Google BigQuery patterns

The samples on this page show you common patterns for use with BigQueryIO.

BigQueryIO deadletter pattern

In production systems, it is useful to implement the deadletter pattern with BigQueryIO outputting any elements which had errors during processing by BigQueryIO into another PCollection for further processing. The samples below print the errors, but in a production system they can be sent to a deadletter table for later correction.

When using STREAMING_INSERTS you can use the WriteResult object to access a PCollection with the TableRows that failed to be inserted into BigQuery. If you also set the withExtendedErrorInfo property , you will be able to access a PCollection<BigQueryInsertError> from the WriteResult. The PCollection will then include a reference to the table, the data row and the InsertErrors. Which errors are added to the deadletter queue is determined via the InsertRetryPolicy.

In the result tuple you can access FailedRows to access the failed inserts.

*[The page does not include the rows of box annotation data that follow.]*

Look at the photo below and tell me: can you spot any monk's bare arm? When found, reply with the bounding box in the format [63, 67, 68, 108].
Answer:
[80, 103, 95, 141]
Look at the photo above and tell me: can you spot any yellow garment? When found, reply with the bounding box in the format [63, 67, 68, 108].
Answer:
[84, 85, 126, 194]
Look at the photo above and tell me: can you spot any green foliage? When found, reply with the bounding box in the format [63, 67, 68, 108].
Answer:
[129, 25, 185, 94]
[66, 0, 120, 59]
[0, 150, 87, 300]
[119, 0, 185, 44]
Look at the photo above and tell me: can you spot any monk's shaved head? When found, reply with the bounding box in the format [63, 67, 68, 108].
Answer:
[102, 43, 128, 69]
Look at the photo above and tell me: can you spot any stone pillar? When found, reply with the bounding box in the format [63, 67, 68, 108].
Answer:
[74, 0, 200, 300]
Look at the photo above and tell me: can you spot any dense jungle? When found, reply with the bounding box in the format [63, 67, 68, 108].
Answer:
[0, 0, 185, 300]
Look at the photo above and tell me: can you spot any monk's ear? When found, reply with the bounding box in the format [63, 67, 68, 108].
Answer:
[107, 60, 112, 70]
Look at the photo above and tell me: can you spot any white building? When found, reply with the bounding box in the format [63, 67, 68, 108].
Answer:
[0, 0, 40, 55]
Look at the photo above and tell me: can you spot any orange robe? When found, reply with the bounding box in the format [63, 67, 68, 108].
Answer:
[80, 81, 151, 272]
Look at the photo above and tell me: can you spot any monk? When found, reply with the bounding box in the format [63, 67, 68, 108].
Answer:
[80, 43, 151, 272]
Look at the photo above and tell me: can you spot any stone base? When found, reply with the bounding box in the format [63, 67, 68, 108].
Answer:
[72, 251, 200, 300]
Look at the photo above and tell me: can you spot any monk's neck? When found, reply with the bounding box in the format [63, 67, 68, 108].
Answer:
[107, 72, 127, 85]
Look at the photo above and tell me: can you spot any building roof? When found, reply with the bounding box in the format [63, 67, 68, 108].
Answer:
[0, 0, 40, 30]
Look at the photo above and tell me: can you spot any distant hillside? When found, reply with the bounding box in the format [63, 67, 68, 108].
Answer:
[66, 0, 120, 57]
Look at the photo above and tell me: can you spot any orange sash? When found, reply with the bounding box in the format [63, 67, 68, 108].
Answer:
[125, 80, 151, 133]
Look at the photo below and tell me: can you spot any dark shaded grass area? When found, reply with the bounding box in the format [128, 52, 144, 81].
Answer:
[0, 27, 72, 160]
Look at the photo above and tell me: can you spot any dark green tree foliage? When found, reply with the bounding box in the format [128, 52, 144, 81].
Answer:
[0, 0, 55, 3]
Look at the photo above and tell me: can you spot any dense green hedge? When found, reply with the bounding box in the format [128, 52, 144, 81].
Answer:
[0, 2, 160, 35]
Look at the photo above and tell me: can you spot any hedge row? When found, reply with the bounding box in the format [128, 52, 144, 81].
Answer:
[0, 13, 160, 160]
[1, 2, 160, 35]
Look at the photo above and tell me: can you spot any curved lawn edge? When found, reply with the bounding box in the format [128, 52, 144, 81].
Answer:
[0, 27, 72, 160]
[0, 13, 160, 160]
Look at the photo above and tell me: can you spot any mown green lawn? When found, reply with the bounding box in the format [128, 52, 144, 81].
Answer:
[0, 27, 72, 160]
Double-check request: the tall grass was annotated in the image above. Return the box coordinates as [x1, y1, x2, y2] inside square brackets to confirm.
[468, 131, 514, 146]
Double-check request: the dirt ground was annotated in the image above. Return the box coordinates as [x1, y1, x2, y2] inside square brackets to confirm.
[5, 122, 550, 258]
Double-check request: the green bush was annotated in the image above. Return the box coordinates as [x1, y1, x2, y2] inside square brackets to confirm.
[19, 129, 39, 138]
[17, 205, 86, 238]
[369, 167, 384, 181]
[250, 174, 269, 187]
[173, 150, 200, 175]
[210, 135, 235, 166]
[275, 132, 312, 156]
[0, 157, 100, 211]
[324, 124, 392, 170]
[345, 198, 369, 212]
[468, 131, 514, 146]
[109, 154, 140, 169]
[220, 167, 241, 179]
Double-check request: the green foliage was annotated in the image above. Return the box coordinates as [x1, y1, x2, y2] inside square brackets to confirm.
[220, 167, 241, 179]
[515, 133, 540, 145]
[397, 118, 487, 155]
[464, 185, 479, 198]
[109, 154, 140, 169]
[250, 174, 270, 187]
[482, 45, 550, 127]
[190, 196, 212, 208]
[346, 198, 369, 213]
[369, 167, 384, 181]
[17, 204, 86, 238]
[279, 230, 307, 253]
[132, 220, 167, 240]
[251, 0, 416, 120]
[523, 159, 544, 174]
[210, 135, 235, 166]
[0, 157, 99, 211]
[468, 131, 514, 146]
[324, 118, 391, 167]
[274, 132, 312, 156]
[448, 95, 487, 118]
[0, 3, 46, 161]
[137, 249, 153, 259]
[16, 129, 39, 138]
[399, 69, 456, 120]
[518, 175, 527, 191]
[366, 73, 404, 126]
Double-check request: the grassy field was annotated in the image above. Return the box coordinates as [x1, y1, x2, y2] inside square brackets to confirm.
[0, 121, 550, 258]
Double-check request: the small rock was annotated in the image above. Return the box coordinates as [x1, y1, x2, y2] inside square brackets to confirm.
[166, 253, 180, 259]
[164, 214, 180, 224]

      PipelineOptions options =
          PipelineOptionsFactory.fromArgs(args).withValidation().as(BigQueryOptions.class);

      Pipeline p = Pipeline.create(options);

      // Create a bug by writing the 2nd value as null. The API will correctly
      // throw an error when trying to insert a null value into a REQUIRED field.
      WriteResult result =
          p.apply(Create.of(1, 2))
              .apply(
                  BigQueryIO.<Integer>write()
                      .withSchema(
                          new TableSchema()
                              .setFields(
                                  ImmutableList.of(
                                      new TableFieldSchema()
                                          .setName("num")
                                          .setType("INTEGER")
                                          .setMode("REQUIRED"))))
                      .to("Test.dummyTable")
                      .withFormatFunction(x -> new TableRow().set("num", (x == 2) ? null : x))
                      .withFailedInsertRetryPolicy(InsertRetryPolicy.retryTransientErrors())
                      // Forcing the bounded pipeline to use streaming inserts
                      .withMethod(BigQueryIO.Write.Method.STREAMING_INSERTS)
                      // set the withExtendedErrorInfo property.
                      .withExtendedErrorInfo()
                      .withCreateDisposition(BigQueryIO.Write.CreateDisposition.CREATE_IF_NEEDED)
                      .withWriteDisposition(BigQueryIO.Write.WriteDisposition.WRITE_APPEND));

      result
          .getFailedInsertsWithErr()
          .apply(
              MapElements.into(TypeDescriptors.strings())
                  .via(
                      x -> {
                        System.out.println(" The table was " + x.getTable());
                        System.out.println(" The row was " + x.getRow());
                        System.out.println(" The error was " + x.getError());
                        return "";
                      }));
      p.run();

      /*  Sample Output From the pipeline:
       <p>The table was GenericData{classInfo=[datasetId, projectId, tableId], {datasetId=Test,projectId=<>, tableId=dummyTable}}
       <p>The row was GenericData{classInfo=[f], {num=null}}
       <p>The error was GenericData{classInfo=[errors, index],{errors=[GenericData{classInfo=[debugInfo, location, message, reason], {debugInfo=,location=, message=Missing required field: Msg_0_CLOUD_QUERY_TABLE.num., reason=invalid}}],index=0}}
      */
    }
  # Create pipeline.
  schema = ({'fields': [{'name': 'a', 'type': 'STRING', 'mode': 'REQUIRED'}]})

  pipeline = beam.Pipeline()

  errors = (
      pipeline | 'Data' >> beam.Create([1, 2])
      | 'CreateBrokenData' >>
      beam.Map(lambda src: {'a': src} if src == 2 else {'a': None})
      | 'WriteToBigQuery' >> beam.io.WriteToBigQuery(
          "<Your Project:Test.dummy_a_table",
          schema=schema,
          insert_retry_strategy='RETRY_ON_TRANSIENT_ERROR',
          create_disposition='CREATE_IF_NEEDED',
          write_disposition='WRITE_APPEND'))
  result = (
      errors['FailedRows']
      | 'PrintErrors' >>
      beam.FlatMap(lambda err: print("Error Found {}".format(err))))